A: Yes. This is a classic valid deductive syllogism.

Correct. The model handles abstract syllogistic reasoning without issue.


What This Means

Qwen 3.6 is fast. 217 tok/s with 47 ms TTFT is impressive for a 35B MoE at full bfloat16. For context, a 70B dense model at Q4 quantization does roughly 25-30 tok/s on this same GPU. The MoE design (3B active out of 35B) gives generation speeds comparable to what I'd expect from a 14B-class dense model.

I can't substantiate a "near-70B-class capability" claim — that would require running the same quality benchmarks on both models, which I can't do on a single GPU. The quality comparison is open for someone with two GPUs to settle.

Context scaling is solid. The hybrid DeltaNet + full-attention design keeps throughput stable as context grows. If you're building RAG apps or long-running agents, this is a meaningful advantage over dense models.

The reasoning format is a real integration gotcha. The reasoning field is useful for debugging, but it breaks standard evaluation pipelines and complicates API integration. Any production use needs to handle it explicitly — either wait for content to appear or use structured output modes.

Who this is for: If you have a 96 GB GPU and want to run a capable open-weight model at full precision without quantization, this is a strong candidate. If you're on 24 GB, GGUF quantizations or smaller dense models will serve you better.

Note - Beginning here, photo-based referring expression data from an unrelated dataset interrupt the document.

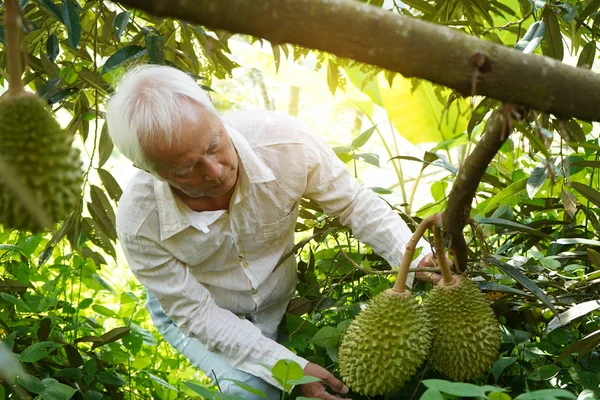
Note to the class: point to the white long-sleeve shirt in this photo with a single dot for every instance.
(210, 270)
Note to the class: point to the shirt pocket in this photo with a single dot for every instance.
(280, 229)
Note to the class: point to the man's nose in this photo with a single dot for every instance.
(213, 171)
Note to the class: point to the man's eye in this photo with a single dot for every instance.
(184, 172)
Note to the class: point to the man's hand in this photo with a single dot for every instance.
(317, 389)
(430, 261)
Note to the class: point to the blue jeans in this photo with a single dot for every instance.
(210, 363)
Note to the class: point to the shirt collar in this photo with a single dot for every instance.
(172, 210)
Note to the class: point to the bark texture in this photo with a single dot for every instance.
(413, 47)
(458, 209)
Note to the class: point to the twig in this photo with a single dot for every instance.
(12, 23)
(400, 284)
(447, 277)
(392, 272)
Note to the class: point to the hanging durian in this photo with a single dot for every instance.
(40, 170)
(388, 341)
(466, 333)
(385, 344)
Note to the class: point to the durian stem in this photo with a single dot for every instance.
(12, 23)
(411, 246)
(438, 242)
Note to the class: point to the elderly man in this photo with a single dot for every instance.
(211, 212)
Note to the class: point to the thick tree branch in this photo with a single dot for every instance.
(413, 47)
(457, 212)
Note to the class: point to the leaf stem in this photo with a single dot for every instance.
(447, 277)
(400, 284)
(12, 23)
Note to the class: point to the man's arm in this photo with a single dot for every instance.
(190, 306)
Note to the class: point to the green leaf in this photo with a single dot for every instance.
(525, 281)
(113, 335)
(110, 378)
(53, 8)
(155, 48)
(369, 158)
(587, 192)
(569, 202)
(22, 306)
(276, 56)
(421, 5)
(482, 109)
(72, 22)
(327, 336)
(532, 38)
(248, 388)
(587, 56)
(497, 287)
(504, 223)
(55, 390)
(102, 212)
(577, 311)
(587, 242)
(110, 184)
(122, 56)
(591, 8)
(285, 371)
(205, 392)
(94, 231)
(107, 312)
(460, 389)
(52, 47)
(581, 347)
(31, 383)
(162, 382)
(506, 194)
(105, 147)
(501, 364)
(552, 37)
(547, 394)
(536, 179)
(37, 351)
(85, 303)
(71, 373)
(332, 76)
(120, 23)
(303, 380)
(363, 138)
(432, 394)
(544, 372)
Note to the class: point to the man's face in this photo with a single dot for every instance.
(202, 161)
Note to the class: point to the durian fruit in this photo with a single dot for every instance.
(42, 161)
(385, 344)
(466, 333)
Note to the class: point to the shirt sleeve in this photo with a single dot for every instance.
(371, 219)
(189, 304)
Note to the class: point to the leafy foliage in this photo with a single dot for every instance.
(532, 243)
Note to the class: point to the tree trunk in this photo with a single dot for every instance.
(413, 47)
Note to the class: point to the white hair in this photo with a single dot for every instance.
(146, 107)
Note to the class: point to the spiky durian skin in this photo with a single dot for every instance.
(41, 155)
(384, 345)
(466, 333)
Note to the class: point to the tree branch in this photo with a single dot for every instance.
(410, 46)
(458, 210)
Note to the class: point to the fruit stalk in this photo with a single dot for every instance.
(448, 279)
(12, 23)
(411, 246)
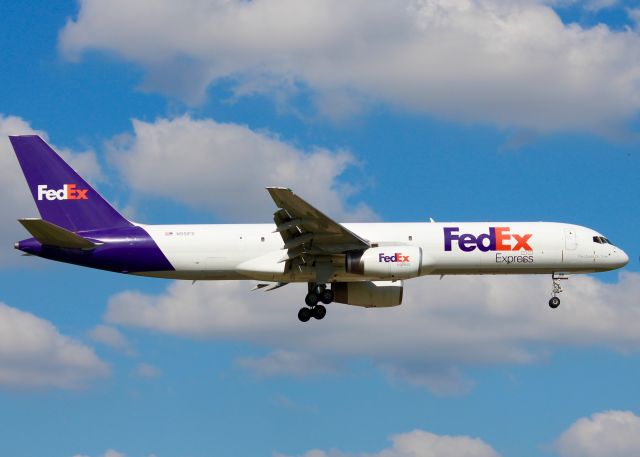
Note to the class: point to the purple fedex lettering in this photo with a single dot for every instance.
(396, 257)
(449, 236)
(468, 242)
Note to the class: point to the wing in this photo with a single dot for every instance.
(306, 231)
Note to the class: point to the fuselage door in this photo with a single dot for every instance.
(570, 240)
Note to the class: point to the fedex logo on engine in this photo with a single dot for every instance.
(498, 239)
(395, 258)
(68, 192)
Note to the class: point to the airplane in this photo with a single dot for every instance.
(361, 264)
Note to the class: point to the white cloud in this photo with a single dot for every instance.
(112, 337)
(278, 363)
(226, 167)
(147, 371)
(16, 198)
(108, 453)
(442, 328)
(489, 61)
(34, 354)
(605, 434)
(420, 443)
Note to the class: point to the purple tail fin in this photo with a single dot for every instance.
(62, 196)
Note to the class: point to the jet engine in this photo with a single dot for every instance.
(386, 262)
(369, 294)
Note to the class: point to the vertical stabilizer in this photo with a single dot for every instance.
(61, 195)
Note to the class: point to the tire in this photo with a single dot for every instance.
(326, 296)
(304, 314)
(319, 312)
(554, 302)
(311, 299)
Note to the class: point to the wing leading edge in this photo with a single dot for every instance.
(307, 231)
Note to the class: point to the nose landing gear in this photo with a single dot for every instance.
(317, 293)
(554, 302)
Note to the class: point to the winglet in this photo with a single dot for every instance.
(53, 235)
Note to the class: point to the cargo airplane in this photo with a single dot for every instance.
(361, 264)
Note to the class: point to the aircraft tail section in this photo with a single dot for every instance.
(52, 235)
(63, 198)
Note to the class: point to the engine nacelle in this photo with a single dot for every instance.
(370, 294)
(386, 262)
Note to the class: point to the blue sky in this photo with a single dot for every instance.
(397, 111)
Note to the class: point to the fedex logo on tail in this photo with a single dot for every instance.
(68, 192)
(395, 258)
(498, 239)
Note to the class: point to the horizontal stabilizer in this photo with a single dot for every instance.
(53, 235)
(269, 286)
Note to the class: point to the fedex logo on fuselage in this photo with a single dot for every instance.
(68, 192)
(395, 258)
(498, 239)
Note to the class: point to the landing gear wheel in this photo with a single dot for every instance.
(311, 299)
(319, 312)
(326, 296)
(304, 314)
(554, 302)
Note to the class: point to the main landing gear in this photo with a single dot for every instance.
(554, 302)
(317, 293)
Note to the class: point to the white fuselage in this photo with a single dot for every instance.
(254, 251)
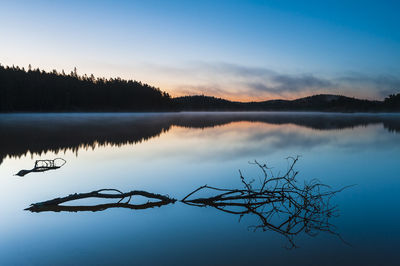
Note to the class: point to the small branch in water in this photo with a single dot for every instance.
(54, 204)
(43, 166)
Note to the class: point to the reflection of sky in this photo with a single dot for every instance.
(179, 161)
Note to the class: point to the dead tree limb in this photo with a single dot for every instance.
(54, 204)
(43, 166)
(279, 203)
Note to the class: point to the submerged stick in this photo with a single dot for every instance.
(43, 166)
(54, 204)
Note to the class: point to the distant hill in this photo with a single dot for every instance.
(321, 102)
(34, 90)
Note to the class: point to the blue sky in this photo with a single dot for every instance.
(241, 50)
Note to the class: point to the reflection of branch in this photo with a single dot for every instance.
(54, 204)
(279, 203)
(43, 166)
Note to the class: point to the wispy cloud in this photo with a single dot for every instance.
(239, 82)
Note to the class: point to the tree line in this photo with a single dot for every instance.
(35, 90)
(38, 90)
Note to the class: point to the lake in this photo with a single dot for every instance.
(175, 153)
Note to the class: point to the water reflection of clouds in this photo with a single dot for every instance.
(228, 134)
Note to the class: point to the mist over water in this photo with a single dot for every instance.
(174, 153)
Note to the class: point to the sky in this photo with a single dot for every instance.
(239, 50)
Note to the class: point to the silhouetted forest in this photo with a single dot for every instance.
(35, 90)
(39, 91)
(321, 102)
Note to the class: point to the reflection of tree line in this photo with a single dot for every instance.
(22, 134)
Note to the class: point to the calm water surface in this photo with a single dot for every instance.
(176, 153)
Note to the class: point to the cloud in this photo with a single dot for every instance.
(240, 82)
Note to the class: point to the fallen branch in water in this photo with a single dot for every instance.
(279, 203)
(54, 204)
(43, 166)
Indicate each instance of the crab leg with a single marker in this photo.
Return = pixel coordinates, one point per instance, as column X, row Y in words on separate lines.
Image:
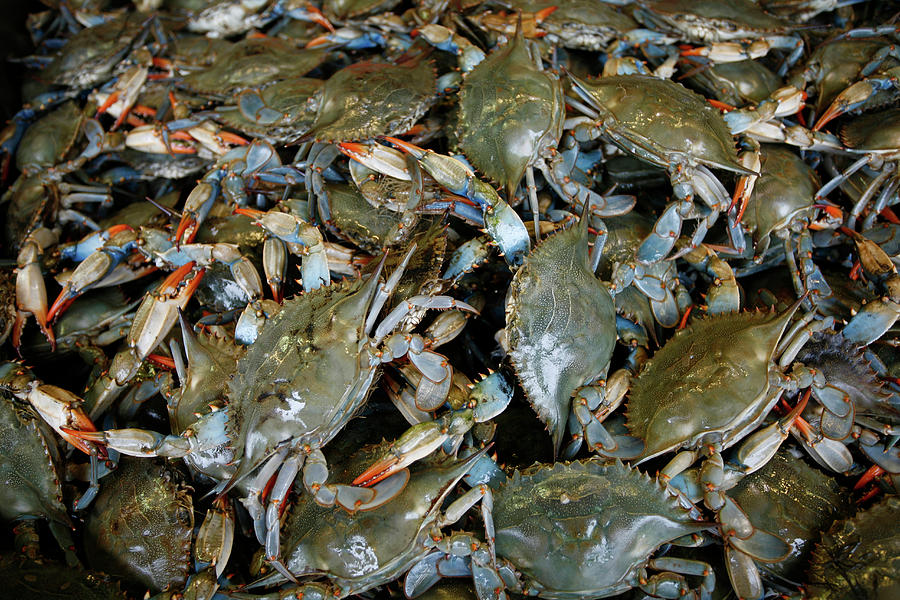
column 502, row 223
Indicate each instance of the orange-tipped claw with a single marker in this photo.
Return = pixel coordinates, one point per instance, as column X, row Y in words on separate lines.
column 889, row 214
column 110, row 100
column 161, row 361
column 721, row 105
column 869, row 476
column 187, row 229
column 249, row 212
column 544, row 13
column 232, row 138
column 86, row 434
column 352, row 149
column 176, row 277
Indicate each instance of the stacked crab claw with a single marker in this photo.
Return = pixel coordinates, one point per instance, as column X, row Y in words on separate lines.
column 559, row 298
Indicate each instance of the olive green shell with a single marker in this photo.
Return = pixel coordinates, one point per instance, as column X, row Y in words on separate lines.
column 715, row 20
column 655, row 119
column 795, row 502
column 585, row 529
column 859, row 558
column 253, row 63
column 560, row 325
column 710, row 381
column 29, row 483
column 873, row 131
column 24, row 579
column 784, row 193
column 369, row 99
column 140, row 525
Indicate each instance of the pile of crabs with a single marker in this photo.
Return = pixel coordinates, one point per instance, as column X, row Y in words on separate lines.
column 563, row 298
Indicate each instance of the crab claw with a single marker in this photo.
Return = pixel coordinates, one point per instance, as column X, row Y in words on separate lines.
column 196, row 207
column 134, row 442
column 760, row 447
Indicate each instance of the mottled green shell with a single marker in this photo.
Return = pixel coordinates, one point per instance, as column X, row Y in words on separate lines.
column 47, row 140
column 656, row 118
column 290, row 98
column 348, row 9
column 838, row 63
column 584, row 24
column 29, row 484
column 584, row 529
column 369, row 99
column 509, row 111
column 357, row 221
column 710, row 381
column 140, row 526
column 784, row 193
column 859, row 558
column 560, row 325
column 254, row 63
column 795, row 502
column 874, row 131
column 740, row 82
column 304, row 377
column 89, row 56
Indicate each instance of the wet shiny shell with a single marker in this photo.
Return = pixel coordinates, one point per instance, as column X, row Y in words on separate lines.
column 660, row 118
column 290, row 98
column 509, row 111
column 368, row 548
column 254, row 63
column 584, row 529
column 859, row 557
column 357, row 221
column 709, row 382
column 560, row 325
column 581, row 24
column 48, row 139
column 795, row 502
column 302, row 377
column 368, row 99
column 29, row 484
column 140, row 525
column 714, row 20
column 89, row 56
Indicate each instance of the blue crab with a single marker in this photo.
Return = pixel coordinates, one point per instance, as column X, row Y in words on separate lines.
column 386, row 540
column 141, row 524
column 283, row 401
column 857, row 557
column 578, row 530
column 663, row 123
column 560, row 327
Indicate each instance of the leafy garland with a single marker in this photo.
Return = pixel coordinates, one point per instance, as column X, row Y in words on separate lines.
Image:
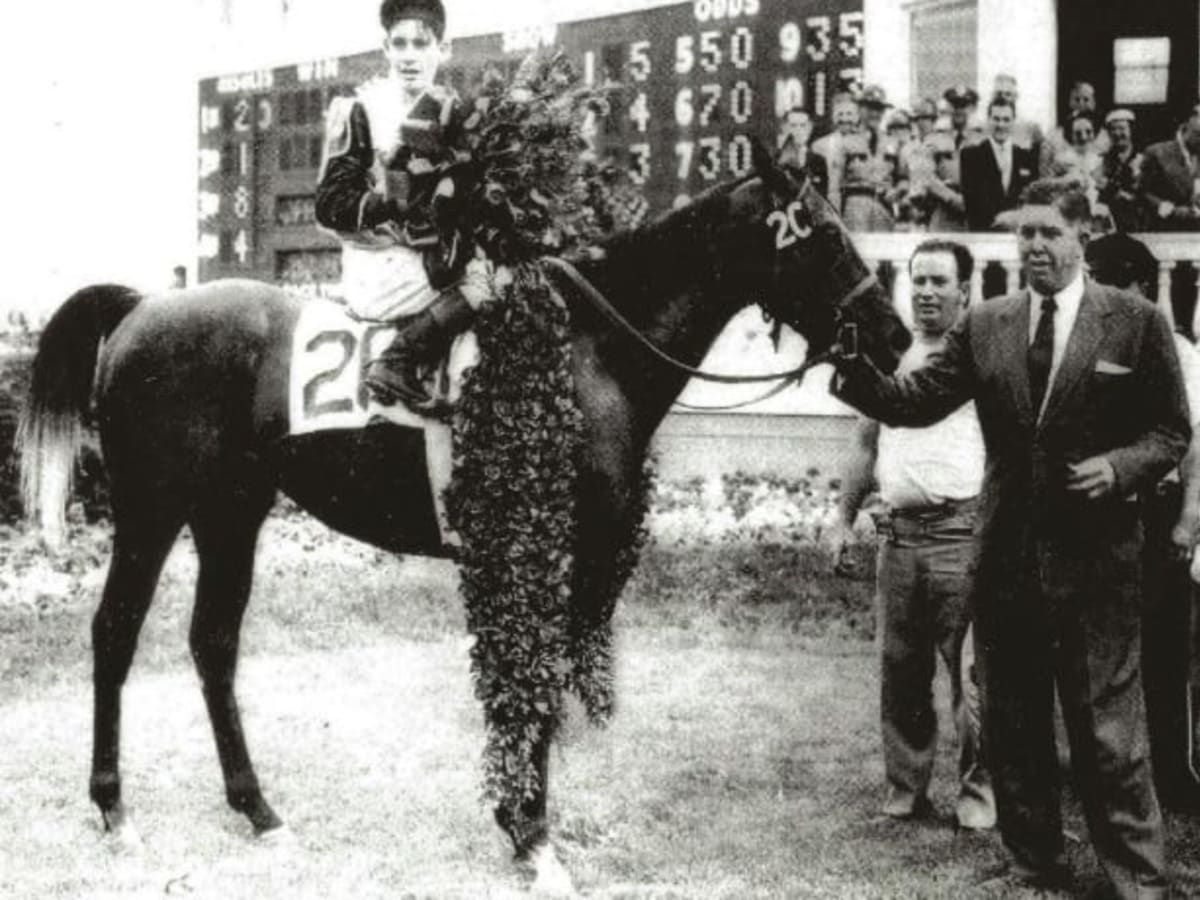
column 517, row 430
column 535, row 187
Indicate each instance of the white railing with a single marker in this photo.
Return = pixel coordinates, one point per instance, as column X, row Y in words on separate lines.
column 1170, row 250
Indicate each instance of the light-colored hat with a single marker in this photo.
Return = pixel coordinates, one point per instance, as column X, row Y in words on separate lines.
column 874, row 96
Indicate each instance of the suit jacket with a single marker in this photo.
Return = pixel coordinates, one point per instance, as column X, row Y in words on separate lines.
column 982, row 187
column 815, row 167
column 1167, row 178
column 1117, row 393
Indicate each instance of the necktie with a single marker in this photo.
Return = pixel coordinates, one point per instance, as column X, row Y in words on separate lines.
column 1042, row 353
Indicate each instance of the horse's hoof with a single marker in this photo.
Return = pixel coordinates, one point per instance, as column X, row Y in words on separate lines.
column 551, row 879
column 279, row 838
column 124, row 839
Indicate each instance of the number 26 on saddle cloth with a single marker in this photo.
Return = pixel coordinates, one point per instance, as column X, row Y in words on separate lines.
column 330, row 352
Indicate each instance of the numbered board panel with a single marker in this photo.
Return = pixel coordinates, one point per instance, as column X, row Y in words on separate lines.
column 703, row 78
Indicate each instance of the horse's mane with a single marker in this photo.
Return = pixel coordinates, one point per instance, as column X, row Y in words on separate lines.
column 691, row 239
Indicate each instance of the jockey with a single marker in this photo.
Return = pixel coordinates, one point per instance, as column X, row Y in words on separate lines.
column 384, row 189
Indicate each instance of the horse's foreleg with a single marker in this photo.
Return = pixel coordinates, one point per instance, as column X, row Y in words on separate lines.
column 225, row 540
column 138, row 555
column 529, row 832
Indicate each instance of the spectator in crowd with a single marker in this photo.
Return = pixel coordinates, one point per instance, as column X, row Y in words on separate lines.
column 873, row 105
column 929, row 481
column 1080, row 101
column 924, row 115
column 863, row 205
column 844, row 112
column 1121, row 172
column 940, row 196
column 1025, row 133
column 1079, row 159
column 1171, row 531
column 963, row 102
column 1170, row 180
column 995, row 173
column 793, row 149
column 1081, row 406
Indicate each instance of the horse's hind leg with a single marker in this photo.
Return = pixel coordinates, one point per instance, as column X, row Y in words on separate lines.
column 226, row 532
column 139, row 547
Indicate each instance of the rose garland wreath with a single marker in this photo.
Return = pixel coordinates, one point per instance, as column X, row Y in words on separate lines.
column 517, row 431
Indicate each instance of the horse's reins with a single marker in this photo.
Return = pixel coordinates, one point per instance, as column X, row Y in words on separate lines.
column 785, row 378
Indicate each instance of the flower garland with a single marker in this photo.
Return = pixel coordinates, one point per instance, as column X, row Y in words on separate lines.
column 516, row 441
column 517, row 430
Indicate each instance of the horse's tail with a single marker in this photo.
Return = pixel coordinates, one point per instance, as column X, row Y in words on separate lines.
column 51, row 427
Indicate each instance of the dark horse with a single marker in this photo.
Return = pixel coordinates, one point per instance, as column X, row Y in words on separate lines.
column 189, row 393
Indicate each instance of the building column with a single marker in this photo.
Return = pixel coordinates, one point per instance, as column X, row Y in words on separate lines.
column 1021, row 40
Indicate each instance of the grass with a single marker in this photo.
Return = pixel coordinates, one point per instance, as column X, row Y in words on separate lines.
column 743, row 761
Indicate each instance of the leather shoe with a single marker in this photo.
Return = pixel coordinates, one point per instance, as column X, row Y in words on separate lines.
column 1054, row 881
column 975, row 814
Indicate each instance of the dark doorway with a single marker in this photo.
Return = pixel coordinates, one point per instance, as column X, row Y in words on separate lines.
column 1087, row 35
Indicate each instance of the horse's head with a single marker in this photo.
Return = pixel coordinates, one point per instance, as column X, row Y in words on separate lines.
column 809, row 273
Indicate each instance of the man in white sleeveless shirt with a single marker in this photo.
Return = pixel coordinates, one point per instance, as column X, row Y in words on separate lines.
column 929, row 480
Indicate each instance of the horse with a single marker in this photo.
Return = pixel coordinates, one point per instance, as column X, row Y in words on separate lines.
column 189, row 393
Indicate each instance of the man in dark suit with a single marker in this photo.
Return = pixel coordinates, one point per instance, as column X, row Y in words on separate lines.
column 1081, row 406
column 795, row 133
column 995, row 172
column 1170, row 179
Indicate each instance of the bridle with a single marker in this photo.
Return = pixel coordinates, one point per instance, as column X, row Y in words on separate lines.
column 785, row 378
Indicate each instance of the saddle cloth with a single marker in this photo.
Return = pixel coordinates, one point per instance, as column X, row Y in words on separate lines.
column 330, row 352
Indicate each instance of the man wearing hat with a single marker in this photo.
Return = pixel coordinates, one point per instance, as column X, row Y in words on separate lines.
column 864, row 204
column 924, row 117
column 381, row 179
column 937, row 191
column 1170, row 179
column 903, row 154
column 844, row 112
column 1121, row 172
column 963, row 102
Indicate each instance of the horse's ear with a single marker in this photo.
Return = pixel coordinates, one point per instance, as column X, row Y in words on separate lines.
column 772, row 174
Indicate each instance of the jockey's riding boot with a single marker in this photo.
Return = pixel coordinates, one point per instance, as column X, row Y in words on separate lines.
column 396, row 373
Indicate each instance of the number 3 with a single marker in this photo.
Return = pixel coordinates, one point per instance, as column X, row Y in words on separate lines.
column 787, row 226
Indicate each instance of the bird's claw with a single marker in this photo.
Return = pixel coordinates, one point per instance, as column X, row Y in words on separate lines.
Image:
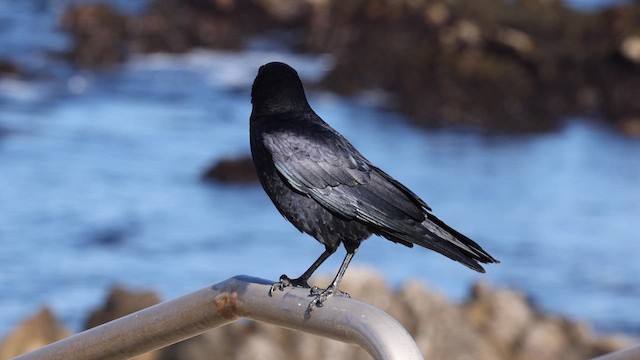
column 285, row 281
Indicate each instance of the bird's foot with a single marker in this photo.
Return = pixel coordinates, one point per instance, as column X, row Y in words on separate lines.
column 285, row 281
column 323, row 294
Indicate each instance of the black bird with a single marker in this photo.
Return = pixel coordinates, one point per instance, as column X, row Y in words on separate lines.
column 327, row 189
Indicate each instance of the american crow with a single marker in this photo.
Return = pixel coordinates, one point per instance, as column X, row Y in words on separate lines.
column 327, row 189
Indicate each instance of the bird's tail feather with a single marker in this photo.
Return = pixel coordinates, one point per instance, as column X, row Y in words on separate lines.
column 444, row 239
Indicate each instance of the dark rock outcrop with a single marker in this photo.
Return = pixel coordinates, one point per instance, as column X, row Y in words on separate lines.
column 239, row 170
column 503, row 65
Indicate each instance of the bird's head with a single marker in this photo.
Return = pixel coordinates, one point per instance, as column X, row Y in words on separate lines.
column 277, row 89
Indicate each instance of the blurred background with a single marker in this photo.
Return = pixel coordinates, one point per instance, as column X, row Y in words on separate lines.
column 518, row 122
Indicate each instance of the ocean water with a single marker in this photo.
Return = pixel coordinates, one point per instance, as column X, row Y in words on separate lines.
column 100, row 185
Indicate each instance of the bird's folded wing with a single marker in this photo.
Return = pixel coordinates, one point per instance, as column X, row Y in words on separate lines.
column 335, row 175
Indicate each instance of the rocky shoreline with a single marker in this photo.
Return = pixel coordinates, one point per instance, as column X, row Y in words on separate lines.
column 507, row 66
column 492, row 324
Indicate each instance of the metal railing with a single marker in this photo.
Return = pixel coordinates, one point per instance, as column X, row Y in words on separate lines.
column 172, row 321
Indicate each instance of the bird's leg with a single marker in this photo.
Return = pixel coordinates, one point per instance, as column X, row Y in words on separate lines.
column 322, row 295
column 285, row 281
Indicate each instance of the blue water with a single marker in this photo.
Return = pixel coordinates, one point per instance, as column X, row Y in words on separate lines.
column 99, row 185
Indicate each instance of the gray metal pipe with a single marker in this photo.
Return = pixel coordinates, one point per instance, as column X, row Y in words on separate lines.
column 631, row 353
column 172, row 321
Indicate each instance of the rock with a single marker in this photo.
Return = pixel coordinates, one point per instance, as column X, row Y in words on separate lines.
column 239, row 170
column 98, row 32
column 36, row 331
column 9, row 69
column 630, row 48
column 119, row 303
column 501, row 315
column 505, row 66
column 491, row 324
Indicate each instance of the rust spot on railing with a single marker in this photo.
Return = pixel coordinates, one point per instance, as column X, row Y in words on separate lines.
column 227, row 304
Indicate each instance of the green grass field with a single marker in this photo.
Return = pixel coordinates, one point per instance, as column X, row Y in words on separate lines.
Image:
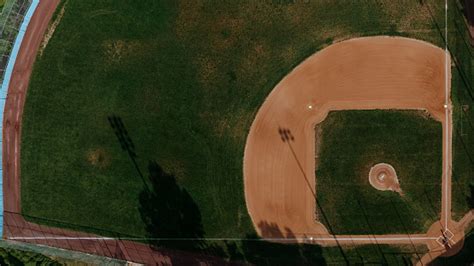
column 463, row 98
column 351, row 143
column 182, row 81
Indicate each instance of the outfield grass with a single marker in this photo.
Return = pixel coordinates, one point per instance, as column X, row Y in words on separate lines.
column 463, row 98
column 351, row 142
column 186, row 79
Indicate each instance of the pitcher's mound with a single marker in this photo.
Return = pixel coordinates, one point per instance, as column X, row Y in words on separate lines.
column 382, row 176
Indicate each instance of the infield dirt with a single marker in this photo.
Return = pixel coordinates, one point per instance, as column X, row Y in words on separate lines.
column 363, row 73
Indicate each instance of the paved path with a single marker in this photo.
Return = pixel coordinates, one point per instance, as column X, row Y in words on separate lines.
column 14, row 224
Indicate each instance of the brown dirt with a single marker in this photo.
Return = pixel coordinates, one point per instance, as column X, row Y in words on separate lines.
column 15, row 226
column 364, row 73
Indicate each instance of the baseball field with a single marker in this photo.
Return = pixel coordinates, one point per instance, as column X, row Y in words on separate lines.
column 138, row 112
column 351, row 142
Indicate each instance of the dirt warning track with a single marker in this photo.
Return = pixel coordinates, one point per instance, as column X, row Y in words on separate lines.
column 363, row 73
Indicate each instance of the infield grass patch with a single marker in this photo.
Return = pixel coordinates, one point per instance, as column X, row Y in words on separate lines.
column 354, row 141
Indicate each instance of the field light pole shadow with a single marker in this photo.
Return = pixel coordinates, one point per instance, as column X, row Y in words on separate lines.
column 287, row 137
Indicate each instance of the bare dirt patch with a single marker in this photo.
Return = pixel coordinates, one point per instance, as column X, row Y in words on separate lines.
column 51, row 29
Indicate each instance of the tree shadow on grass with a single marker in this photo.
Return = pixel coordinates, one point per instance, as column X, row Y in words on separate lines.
column 171, row 216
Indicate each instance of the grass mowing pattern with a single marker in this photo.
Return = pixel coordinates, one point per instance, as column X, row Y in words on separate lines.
column 351, row 143
column 186, row 78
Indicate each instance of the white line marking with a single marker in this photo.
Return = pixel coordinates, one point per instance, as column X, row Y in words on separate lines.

If you need coding-specific models (DeepSeek-Coder, CodeLlama) or heavy instruction tuning, evaluate against those before committing.


What's Missing

  • Comparison benchmarks: Qwen 3-14B (speed baseline) and Llama 3.1-70B (quality baseline) on the same pipeline would make the numbers more useful.
  • Deep quality eval: MMLU, HumanEval, and IFEval through native vLLM loading — requires a second GPU or freeing VRAM.
  • Higher batch sizes: BS4, BS8, BS16 to find the throughput ceiling.
  • Quantized comparison: How does FP8 or GGUF Q4_K_M change the speed and quality trade-off?

Happy to run any of these if there's interest — or if someone wants to collaborate on a multi-model MoE benchmark suite, get in touch.


Raw Data

All raw data, the evaluation script, and formatted reports are in the /data/benchmarks/qwen3.6/ directory:


The headline number is 217 tok/s, but the number I keep coming back to is 47 ms TTFT. That's the difference between a model that feels like it's thinking and one that responds. Qwen 3.6 responds.